Nicole had been prepared for a number of things, but this particular change of subject took her by surprise. She didn’t know Sandoval past the occasional greeting in the hall, but she could say honestly enough, “I hope he does very well.”
“I have no doubt that he will. He is able and personable and, as I say, ambitious. That, however, is not why I mention the matter to you.” Rosenthal got up, refilled his coffee cup, and Nicole’s as well, without waiting for her to nod. More power games. More odd resonances. He sat down, sipped, and resumed: “I mention it because, with Mr. Sandoval’s departure, we are left with a vacancy in our partnership structure. Would you by any chance be interested in filling that vacancy?”
Nicole sat in what felt, just then, like a perfect vacuum.
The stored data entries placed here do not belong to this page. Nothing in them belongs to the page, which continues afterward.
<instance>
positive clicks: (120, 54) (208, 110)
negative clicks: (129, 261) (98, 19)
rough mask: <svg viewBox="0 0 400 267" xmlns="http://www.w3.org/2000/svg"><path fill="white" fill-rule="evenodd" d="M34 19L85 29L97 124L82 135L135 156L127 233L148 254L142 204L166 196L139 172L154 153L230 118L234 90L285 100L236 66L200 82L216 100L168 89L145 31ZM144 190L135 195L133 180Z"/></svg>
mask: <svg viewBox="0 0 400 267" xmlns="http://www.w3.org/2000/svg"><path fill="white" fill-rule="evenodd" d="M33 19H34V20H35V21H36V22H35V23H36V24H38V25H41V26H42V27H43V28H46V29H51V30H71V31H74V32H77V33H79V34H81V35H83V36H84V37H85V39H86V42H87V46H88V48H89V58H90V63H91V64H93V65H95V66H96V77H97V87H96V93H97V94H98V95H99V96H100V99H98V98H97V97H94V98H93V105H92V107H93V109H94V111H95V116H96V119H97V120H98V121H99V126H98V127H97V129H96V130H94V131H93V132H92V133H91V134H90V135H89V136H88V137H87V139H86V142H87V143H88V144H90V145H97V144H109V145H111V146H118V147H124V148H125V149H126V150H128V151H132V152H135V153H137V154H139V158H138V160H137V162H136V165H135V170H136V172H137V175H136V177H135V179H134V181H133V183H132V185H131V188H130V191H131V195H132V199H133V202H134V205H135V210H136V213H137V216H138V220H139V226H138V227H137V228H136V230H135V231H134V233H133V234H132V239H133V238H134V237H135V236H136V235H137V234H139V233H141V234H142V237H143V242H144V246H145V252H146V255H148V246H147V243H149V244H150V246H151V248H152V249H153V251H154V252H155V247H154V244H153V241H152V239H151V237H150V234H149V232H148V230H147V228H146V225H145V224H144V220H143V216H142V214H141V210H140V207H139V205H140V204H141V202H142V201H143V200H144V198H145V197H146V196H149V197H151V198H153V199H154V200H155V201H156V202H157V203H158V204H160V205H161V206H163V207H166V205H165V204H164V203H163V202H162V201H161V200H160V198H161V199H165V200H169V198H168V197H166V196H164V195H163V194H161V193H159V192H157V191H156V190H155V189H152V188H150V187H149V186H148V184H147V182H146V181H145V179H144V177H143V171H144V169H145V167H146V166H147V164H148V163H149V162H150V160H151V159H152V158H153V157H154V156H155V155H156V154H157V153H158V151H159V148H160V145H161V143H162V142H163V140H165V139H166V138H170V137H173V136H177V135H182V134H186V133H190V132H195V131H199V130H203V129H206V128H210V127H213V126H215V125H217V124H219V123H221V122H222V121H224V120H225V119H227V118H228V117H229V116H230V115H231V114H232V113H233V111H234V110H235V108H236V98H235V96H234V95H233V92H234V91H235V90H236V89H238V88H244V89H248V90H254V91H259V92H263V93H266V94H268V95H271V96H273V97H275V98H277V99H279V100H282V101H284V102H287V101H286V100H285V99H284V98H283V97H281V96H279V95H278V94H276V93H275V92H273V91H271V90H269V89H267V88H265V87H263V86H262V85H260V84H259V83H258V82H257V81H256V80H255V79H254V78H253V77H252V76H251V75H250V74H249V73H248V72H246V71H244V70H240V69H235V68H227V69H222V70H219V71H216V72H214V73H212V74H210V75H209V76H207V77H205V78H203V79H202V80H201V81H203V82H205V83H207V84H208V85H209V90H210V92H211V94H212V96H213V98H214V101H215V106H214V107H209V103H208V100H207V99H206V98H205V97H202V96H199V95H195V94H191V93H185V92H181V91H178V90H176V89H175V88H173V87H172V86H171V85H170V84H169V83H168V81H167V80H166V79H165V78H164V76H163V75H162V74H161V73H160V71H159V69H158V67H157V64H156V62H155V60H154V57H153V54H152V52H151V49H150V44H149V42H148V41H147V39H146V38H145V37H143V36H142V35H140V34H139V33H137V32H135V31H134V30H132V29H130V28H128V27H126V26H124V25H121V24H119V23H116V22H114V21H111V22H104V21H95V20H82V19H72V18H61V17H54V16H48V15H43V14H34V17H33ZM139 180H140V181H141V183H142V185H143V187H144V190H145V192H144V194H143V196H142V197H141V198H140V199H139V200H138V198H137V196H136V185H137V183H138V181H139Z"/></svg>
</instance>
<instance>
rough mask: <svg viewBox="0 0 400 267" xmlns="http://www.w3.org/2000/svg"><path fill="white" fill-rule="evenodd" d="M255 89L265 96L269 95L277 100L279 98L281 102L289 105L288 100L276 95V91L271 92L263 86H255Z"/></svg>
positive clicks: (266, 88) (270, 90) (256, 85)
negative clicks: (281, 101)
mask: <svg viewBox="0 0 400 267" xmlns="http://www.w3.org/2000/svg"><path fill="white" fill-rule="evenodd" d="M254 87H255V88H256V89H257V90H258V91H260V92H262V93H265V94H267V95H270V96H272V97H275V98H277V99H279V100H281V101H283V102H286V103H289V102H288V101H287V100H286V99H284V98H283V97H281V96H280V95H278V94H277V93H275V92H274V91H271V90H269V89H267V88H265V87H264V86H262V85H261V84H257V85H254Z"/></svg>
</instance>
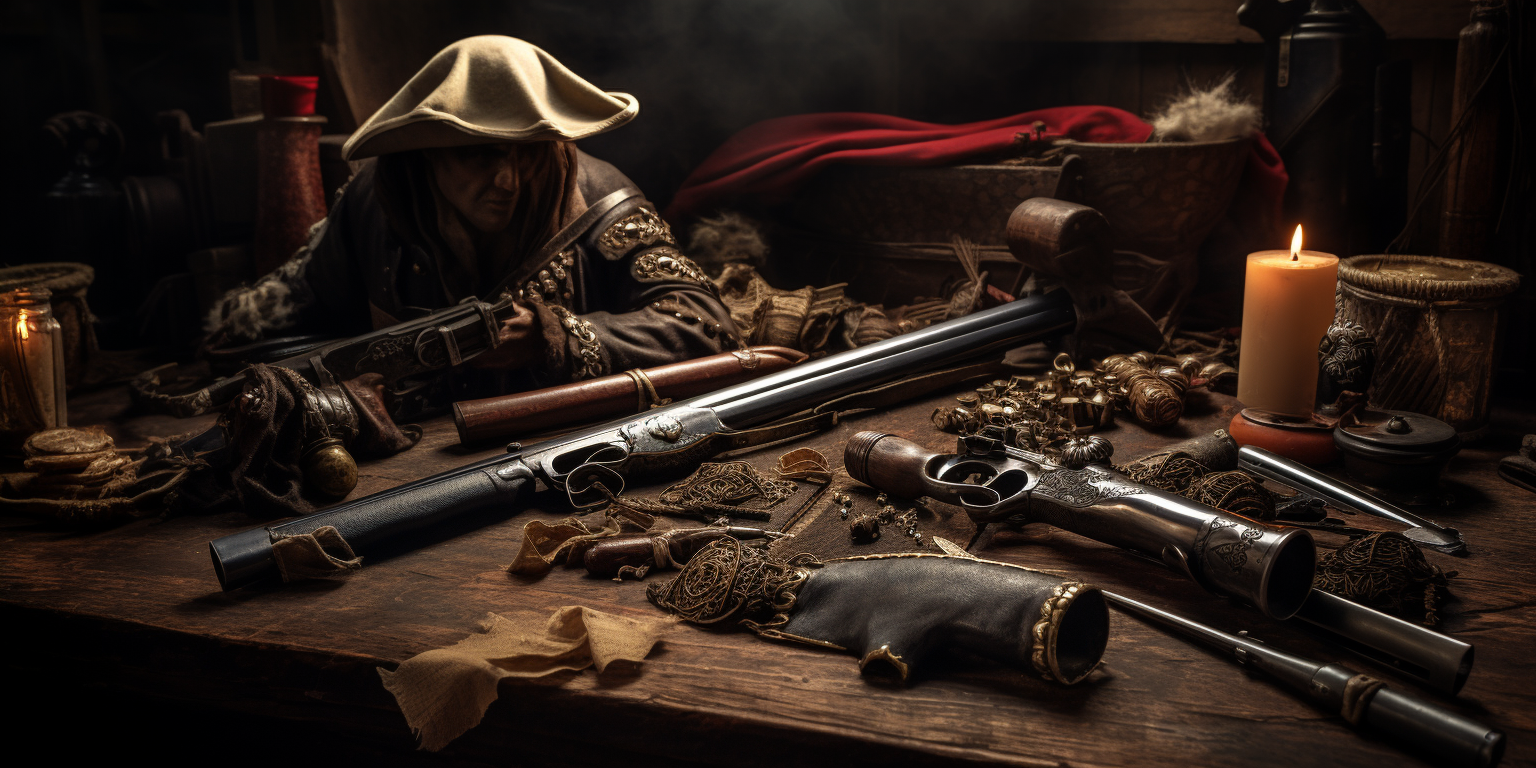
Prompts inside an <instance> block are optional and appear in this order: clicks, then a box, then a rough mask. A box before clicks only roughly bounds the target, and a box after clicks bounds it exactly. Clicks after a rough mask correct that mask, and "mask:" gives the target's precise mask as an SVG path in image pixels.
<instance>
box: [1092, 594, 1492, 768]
mask: <svg viewBox="0 0 1536 768" xmlns="http://www.w3.org/2000/svg"><path fill="white" fill-rule="evenodd" d="M1103 594H1104V598H1106V599H1107V601H1109V604H1111V605H1114V607H1117V608H1120V610H1123V611H1126V613H1130V614H1135V616H1140V617H1141V619H1146V621H1147V622H1152V624H1157V625H1161V627H1166V628H1169V630H1174V631H1177V633H1180V634H1184V636H1187V637H1193V639H1195V641H1200V642H1201V644H1204V645H1207V647H1212V648H1215V650H1218V651H1221V653H1223V654H1232V657H1233V659H1236V662H1238V664H1241V665H1244V667H1250V668H1255V670H1261V671H1264V673H1267V674H1269V676H1272V677H1275V679H1276V680H1279V682H1281V684H1284V685H1287V687H1290V688H1293V690H1298V691H1301V693H1304V694H1307V697H1309V699H1312V700H1313V702H1316V703H1318V705H1319V707H1322V708H1326V710H1329V711H1336V713H1339V714H1341V716H1342V717H1344V720H1347V722H1349V723H1350V725H1352V727H1356V728H1364V730H1370V731H1376V733H1379V734H1381V736H1384V737H1387V739H1389V740H1392V742H1395V745H1398V746H1399V748H1401V750H1404V751H1410V750H1416V751H1422V753H1427V754H1428V756H1433V757H1435V759H1438V760H1442V762H1444V763H1445V765H1458V766H1468V768H1471V766H1476V768H1491V766H1495V765H1498V763H1499V759H1501V757H1504V743H1505V740H1504V733H1501V731H1498V730H1495V728H1488V727H1487V725H1482V723H1479V722H1476V720H1471V719H1467V717H1462V716H1459V714H1456V713H1453V711H1450V710H1445V708H1442V707H1438V705H1435V703H1432V702H1427V700H1424V699H1418V697H1413V696H1409V694H1405V693H1399V691H1396V690H1393V688H1387V687H1385V685H1382V684H1381V680H1376V679H1373V677H1369V676H1364V674H1359V673H1356V671H1353V670H1350V668H1349V667H1344V665H1341V664H1321V662H1316V660H1312V659H1304V657H1301V656H1295V654H1290V653H1286V651H1281V650H1276V648H1273V647H1270V645H1267V644H1263V642H1258V641H1255V639H1250V637H1241V636H1236V634H1227V633H1224V631H1221V630H1217V628H1212V627H1206V625H1203V624H1198V622H1193V621H1189V619H1186V617H1183V616H1178V614H1174V613H1169V611H1164V610H1158V608H1154V607H1150V605H1146V604H1141V602H1137V601H1132V599H1129V598H1124V596H1120V594H1114V593H1109V591H1104V593H1103Z"/></svg>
He’d said words. The words meant something. What they meant…
She was sitting, she realized, and staring blankly at the founding partner’s face. It had blurred into an abstract, a pale oblong of features, two dark dots for eyes, and a grayish smudge of beard. Slowly, though perhaps not as slowly in real time as in the eons inside her head, she found the rags of her professional demeanor and put them on. The first thing that came to her, she didn’t act on. A shriek of
The second response, the one she selected, came out rather well, she thought, and rather calmly, too: “Thank you, Mr. Rosenthal. I would like that very much.”
Was that the wintry ghost of a smile on that austere face? She let herself suppose it was. “Well, splendid,” Rosenthal said. “I know I must have disappointed you in our last, formal meeting. After this truly outstanding piece of work you’ve done here, I’m doubly pleased to make this offer.”